Die internationale Allianz gegen den kurdischen Freiheitskampf
Sowohl politisch als auch militärisch existiert eine internationale Allianz gegen den kurdischen Freiheitskampf. Dabei ist es bemerkenswert, dass Staaten bzw. Regierungen, die gegensätzliche Interessen verfolgen, sich immer wieder einig sind, wenn es um die Unterdrückung der Kurd:innen geht.
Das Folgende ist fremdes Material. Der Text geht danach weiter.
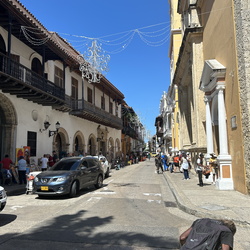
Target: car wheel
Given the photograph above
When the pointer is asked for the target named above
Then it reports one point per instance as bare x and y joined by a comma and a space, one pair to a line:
107, 173
73, 190
99, 182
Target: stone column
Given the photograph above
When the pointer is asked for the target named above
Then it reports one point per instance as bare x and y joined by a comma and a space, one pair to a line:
209, 131
225, 181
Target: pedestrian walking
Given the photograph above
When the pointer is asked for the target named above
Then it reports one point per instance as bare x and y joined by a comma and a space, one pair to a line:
164, 159
55, 157
214, 167
185, 166
44, 160
6, 169
199, 168
171, 163
176, 162
149, 156
22, 165
158, 163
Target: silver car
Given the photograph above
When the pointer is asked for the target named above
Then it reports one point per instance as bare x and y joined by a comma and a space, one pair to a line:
3, 198
68, 176
105, 164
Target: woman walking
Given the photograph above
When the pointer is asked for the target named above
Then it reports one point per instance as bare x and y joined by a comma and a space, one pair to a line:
185, 166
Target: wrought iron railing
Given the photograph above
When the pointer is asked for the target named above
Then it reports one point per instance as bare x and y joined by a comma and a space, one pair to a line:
23, 74
84, 106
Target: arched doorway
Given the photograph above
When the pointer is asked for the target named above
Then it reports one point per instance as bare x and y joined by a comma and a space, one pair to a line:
8, 123
61, 143
36, 66
111, 149
79, 145
2, 46
117, 148
92, 145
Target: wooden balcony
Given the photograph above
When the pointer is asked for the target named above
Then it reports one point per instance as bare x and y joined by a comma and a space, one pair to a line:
18, 80
86, 110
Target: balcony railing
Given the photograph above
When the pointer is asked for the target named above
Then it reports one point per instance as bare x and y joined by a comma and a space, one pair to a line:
30, 78
89, 111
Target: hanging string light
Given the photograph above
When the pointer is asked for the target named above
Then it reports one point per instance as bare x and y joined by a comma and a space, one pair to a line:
95, 62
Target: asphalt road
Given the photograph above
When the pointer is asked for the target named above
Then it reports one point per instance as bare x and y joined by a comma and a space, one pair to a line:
134, 210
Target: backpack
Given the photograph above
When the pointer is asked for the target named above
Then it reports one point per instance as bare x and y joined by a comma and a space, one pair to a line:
204, 235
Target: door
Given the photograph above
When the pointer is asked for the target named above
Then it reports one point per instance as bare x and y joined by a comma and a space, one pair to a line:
85, 174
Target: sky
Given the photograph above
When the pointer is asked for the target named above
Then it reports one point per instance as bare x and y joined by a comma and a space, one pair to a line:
136, 30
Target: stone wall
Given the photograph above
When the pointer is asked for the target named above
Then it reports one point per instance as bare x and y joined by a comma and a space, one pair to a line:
242, 22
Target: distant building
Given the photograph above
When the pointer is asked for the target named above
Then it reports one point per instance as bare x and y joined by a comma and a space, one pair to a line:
45, 104
212, 77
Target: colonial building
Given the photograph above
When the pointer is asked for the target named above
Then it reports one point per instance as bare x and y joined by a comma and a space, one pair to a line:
163, 124
45, 104
212, 75
133, 132
174, 48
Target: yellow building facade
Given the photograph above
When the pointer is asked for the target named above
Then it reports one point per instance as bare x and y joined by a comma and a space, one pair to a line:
175, 44
212, 75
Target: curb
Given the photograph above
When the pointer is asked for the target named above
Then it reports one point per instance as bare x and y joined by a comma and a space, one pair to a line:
184, 205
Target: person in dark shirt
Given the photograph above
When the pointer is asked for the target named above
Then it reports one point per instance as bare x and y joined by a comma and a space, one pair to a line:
219, 234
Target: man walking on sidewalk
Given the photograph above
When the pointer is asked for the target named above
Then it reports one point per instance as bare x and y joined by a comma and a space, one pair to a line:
199, 169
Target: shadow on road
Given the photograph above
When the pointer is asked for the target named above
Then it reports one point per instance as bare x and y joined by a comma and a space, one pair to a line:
78, 228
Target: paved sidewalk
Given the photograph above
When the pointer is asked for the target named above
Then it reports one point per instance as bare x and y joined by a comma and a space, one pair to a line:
15, 189
207, 201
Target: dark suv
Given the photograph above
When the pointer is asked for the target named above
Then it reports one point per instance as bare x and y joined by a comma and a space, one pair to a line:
68, 176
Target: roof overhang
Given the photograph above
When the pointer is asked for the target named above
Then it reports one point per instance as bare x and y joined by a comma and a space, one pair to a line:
212, 72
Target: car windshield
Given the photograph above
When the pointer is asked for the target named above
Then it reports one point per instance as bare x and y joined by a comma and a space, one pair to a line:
66, 165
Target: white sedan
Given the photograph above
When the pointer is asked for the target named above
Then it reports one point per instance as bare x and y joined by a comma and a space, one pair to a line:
3, 198
105, 164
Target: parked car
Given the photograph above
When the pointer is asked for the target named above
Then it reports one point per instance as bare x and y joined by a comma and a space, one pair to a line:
3, 198
68, 176
153, 154
105, 164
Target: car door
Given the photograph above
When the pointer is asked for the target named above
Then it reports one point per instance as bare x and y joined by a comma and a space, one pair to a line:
85, 174
94, 167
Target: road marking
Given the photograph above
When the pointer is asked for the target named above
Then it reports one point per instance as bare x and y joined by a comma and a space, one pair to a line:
110, 181
16, 207
93, 199
157, 201
152, 194
110, 192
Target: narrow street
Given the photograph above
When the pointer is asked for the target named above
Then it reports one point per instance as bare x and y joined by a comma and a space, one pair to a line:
134, 210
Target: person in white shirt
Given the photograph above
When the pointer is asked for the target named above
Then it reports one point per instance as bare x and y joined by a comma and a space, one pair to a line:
22, 165
44, 161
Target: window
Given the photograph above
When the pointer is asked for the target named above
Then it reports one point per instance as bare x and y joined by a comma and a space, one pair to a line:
74, 88
36, 66
116, 109
31, 142
103, 102
90, 93
59, 77
110, 107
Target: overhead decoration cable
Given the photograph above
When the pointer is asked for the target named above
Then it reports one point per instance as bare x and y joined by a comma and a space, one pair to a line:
94, 60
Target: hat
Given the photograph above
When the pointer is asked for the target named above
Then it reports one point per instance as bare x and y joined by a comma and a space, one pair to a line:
213, 155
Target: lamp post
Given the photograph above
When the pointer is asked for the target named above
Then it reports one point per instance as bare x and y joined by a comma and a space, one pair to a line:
53, 132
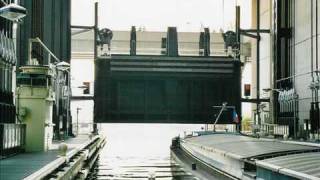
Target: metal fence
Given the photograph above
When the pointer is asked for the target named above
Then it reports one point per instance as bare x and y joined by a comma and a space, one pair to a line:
12, 138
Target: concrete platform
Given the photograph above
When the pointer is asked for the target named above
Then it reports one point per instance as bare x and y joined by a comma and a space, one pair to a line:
244, 146
29, 165
300, 166
244, 157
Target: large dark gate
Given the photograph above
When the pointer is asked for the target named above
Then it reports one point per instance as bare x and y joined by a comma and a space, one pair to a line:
162, 89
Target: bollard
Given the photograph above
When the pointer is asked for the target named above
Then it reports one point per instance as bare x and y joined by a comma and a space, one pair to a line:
63, 147
194, 166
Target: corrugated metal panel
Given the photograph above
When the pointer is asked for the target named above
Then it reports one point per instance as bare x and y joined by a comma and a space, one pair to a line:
304, 163
245, 147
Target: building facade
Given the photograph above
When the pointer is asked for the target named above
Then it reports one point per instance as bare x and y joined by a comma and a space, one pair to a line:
289, 65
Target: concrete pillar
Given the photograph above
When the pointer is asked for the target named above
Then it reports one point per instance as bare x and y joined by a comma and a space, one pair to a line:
34, 105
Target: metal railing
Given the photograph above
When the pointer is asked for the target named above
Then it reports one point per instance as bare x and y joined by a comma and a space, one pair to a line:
12, 138
275, 129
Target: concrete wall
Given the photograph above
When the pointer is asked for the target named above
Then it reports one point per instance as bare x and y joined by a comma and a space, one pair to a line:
302, 53
265, 54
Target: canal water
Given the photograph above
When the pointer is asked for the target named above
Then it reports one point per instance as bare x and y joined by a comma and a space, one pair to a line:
140, 151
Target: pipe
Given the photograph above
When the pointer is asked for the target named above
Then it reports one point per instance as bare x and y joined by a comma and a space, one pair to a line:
258, 61
317, 118
95, 128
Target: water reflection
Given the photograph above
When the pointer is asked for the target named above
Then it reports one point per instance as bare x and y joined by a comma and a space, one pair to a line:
140, 151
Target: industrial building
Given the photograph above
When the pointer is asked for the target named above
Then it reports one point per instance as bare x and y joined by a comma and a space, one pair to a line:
140, 76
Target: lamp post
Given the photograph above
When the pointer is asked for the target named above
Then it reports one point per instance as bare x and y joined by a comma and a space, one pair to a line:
78, 109
12, 12
64, 67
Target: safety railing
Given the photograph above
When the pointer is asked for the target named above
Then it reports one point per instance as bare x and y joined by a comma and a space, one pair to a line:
12, 138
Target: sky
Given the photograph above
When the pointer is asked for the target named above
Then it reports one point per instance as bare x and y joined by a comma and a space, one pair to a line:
157, 15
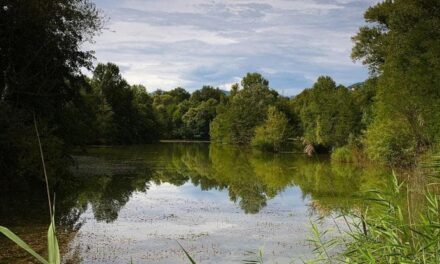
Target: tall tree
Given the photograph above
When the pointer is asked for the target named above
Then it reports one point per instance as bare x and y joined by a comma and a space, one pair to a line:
401, 46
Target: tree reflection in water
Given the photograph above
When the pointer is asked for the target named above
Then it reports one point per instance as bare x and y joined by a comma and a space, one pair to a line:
105, 178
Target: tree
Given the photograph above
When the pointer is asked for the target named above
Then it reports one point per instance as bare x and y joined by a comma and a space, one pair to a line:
400, 45
328, 113
197, 119
206, 93
246, 110
273, 132
41, 57
133, 119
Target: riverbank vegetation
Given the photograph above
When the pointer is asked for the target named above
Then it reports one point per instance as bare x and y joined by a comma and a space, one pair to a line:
391, 118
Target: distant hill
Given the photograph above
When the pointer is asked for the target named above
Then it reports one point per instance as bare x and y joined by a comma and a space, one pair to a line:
227, 93
355, 85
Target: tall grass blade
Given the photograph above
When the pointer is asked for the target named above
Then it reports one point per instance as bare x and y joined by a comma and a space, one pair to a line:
186, 253
14, 238
52, 245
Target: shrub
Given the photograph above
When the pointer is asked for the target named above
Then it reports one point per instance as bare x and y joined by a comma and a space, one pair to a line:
273, 132
343, 155
391, 142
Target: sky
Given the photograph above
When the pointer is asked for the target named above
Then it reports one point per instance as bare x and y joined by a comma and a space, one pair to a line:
164, 44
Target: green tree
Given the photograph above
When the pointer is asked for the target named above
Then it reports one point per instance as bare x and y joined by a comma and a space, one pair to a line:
273, 132
328, 113
246, 110
400, 45
197, 119
41, 57
133, 119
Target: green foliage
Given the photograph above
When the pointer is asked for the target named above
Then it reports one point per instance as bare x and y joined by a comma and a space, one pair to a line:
328, 113
381, 232
391, 142
343, 155
401, 47
273, 132
246, 110
197, 119
123, 113
41, 58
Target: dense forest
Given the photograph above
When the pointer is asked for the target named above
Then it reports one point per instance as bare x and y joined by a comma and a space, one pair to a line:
391, 118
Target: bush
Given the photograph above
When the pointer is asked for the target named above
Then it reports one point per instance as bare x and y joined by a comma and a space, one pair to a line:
343, 155
273, 132
391, 142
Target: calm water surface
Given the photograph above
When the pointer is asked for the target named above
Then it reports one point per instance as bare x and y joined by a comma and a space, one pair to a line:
218, 201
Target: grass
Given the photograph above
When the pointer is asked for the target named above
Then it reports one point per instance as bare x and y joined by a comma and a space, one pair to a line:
53, 251
383, 233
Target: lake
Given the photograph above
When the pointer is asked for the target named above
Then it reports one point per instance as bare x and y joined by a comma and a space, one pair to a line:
219, 202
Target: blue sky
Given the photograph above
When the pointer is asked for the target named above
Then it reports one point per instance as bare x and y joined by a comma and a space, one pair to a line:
163, 44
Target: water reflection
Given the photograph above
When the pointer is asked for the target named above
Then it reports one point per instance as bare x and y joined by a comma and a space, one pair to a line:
104, 180
106, 177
Die Ausweisung Abdullah Öcalans aus Syrien, die Weigerung sowohl Russlands als auch westeuropäischer Staaten, ihm politisches Exil zu gewähren, und seine Entführung aus Kenia in die Türkei ist nur ein Beispiel für die internationale Dimension des Kampfes gegen die kurdische Freiheitsbewegung. Es folgten noch andere Aktionen, die hier nur kurz aufgezählt werden sollen: Mitten in Paris fielen Sakine Cansız, Fidan Doğan und Leyla Şaylemez einem heimtückischen Mord zum Opfer; mit Unterstützung Ankaras und reaktionärer arabischer Regime erfolgte die Invasion des IS in Rojava und Südkurdistan; unter den Augen der „Weltöffentlichkeit“ bzw. der „internationalen Staatengemeinschaft“ fand der Völkermord an den Ezid:innen in Şengal statt; mit Einverständnis Moskaus, der syrischen Regierung und des Westens erfolgte der türkische Angriff auf Efrîn. Gegenwärtig arbeitet Ankara mit allen Mitteln daran, seine internationalen Verbündeten zu einem neuen Angriff auf Rojava zu bewegen, um das zu vollenden, was dem IS nicht gelang.
Neue Möglichkeiten und Perspektiven
Es gibt zudem zahlreiche Beispiele für die enge Zusammenarbeit verschiedener Geheimdienste mit Ankara, um die Aktivitäten der kurdischen Diaspora zu überwachen und zu unterdrücken. Das repressive Vorgehen gegen kurdische Vereine und Organisationen, die Verbote und Behinderung der Arbeit kurdischer Medien und die Kriminalisierung der Freiheitsbewegung sind Elemente der Kriegsführung auf internationaler Ebene. In der Geschichte der Befreiungskämpfe unterdrückter Völker hat es nie zuvor eine solche umfassende internationale Zusammenarbeit zur Unterdrückung einer Widerstandsbewegung gegeben. An der Gleichgültigkeit der „Weltöffentlichkeit“ und der feindseligen Haltung der von Ankara dirigierten – geheimen oder offenen – internationalen Allianz gegen das kurdische Volk wird sich in absehbarer Zukunft nichts ändern. Aber die politische, militärische, wirtschaftliche und gesellschaftliche Entwicklung in der „internationalen Staatengemeinschaft“ zeigt auch, dass bislang als stabil und berechenbar geltende Kräfte plötzlich ins Wanken geraten. Somit könnte die mit Gewissheit ungewisse Zukunft der bestehenden Verhältnisse für das kurdische Volk neue Möglichkeiten und Perspektiven bieten.[1]